In the minutes and hours following the attacks, pundits began to weigh in. Rothschild didn't joint them.

"I really wanted to resist a knee-jerk interpretation of the event," he says. "It is a good idea sometimes just to wait. By the next day, I'd learned enough, read enough, consulted with enough people to figure out what this was we were looking at, and what this was that we were about to expect, and what we should say about it."

The latest issue of The Progressive was about to be sent to the printer, Rothschild recalls. "We had to tear up some pages and write something in the next 48 hours, so I had to keep my emotion for a long time, and there was a feeling of imperative that I needed to say something. But I wanted to give myself the time and give ourselves the time here to be a little bit deliberative about such a serious event."

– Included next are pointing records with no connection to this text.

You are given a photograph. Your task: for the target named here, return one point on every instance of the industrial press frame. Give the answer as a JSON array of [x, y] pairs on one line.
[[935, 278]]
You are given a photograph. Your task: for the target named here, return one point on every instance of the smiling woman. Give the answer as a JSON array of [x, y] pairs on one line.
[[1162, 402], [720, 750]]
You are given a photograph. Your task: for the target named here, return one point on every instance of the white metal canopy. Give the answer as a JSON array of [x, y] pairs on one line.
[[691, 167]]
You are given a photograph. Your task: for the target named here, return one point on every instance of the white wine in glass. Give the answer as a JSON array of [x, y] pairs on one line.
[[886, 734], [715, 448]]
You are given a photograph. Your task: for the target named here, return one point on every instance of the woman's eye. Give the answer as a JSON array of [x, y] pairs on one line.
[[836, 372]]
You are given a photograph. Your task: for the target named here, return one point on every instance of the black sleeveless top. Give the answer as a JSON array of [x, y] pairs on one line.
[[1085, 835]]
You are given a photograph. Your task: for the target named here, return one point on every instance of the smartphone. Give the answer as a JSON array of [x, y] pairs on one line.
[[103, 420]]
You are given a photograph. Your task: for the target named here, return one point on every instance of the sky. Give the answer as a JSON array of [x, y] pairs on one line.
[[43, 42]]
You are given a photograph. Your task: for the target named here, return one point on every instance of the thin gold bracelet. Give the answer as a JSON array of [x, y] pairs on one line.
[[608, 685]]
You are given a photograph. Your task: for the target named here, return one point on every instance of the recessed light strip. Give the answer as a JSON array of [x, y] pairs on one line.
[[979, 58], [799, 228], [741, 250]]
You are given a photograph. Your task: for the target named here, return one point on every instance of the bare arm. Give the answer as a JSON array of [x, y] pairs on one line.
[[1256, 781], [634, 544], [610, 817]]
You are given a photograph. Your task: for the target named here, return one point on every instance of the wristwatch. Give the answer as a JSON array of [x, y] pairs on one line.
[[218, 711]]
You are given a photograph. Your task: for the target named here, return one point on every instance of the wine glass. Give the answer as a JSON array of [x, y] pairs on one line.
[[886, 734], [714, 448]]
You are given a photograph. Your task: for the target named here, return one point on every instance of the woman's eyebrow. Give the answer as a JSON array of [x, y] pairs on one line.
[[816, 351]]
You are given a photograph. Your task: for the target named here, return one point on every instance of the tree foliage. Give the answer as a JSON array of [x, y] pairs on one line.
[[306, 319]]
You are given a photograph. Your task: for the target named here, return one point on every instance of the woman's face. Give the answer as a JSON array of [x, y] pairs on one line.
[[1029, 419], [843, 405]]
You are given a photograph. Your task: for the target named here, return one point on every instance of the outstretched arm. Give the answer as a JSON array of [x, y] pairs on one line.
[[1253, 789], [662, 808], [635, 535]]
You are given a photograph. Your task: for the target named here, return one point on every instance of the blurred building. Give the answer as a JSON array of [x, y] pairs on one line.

Meanwhile, a growing number of pundits were establishing a gospel choir around one consensus refrain. "People were saying, oh my god -- as though we were going to be attacked every September or something -- we're never going to be the same, we're never going to be safe here, we're never going to be whatever," observes Rothschild. "And I thought that was extreme. I was worried about what it was going to do to the American psyche, though, and Bush and Cheney certainly exploited that indentation on the American psyche for all it was worth."

As he watched the events of 9/11 unfold, Rothschild adds, "I was worried that civil liberties might go by the wayside, because here at The Progressive we wrote about what happened during World War I, we wrote about Japanese-Americans in World War II, we knew what happened in the Cold War. So that was something we predicted right away, and it was not a hard prediction to make at all. Unfortunately it came true, but it was obvious to us that it was going to happen."

It didn't have to happen, he adds, "but when only one Senator in the U.S. Senate stands up to the U.S.A. Patriot Act, Russ Feingold, bless his heart, and everyone else runs for cover, the likelihood of it happening was astronomical."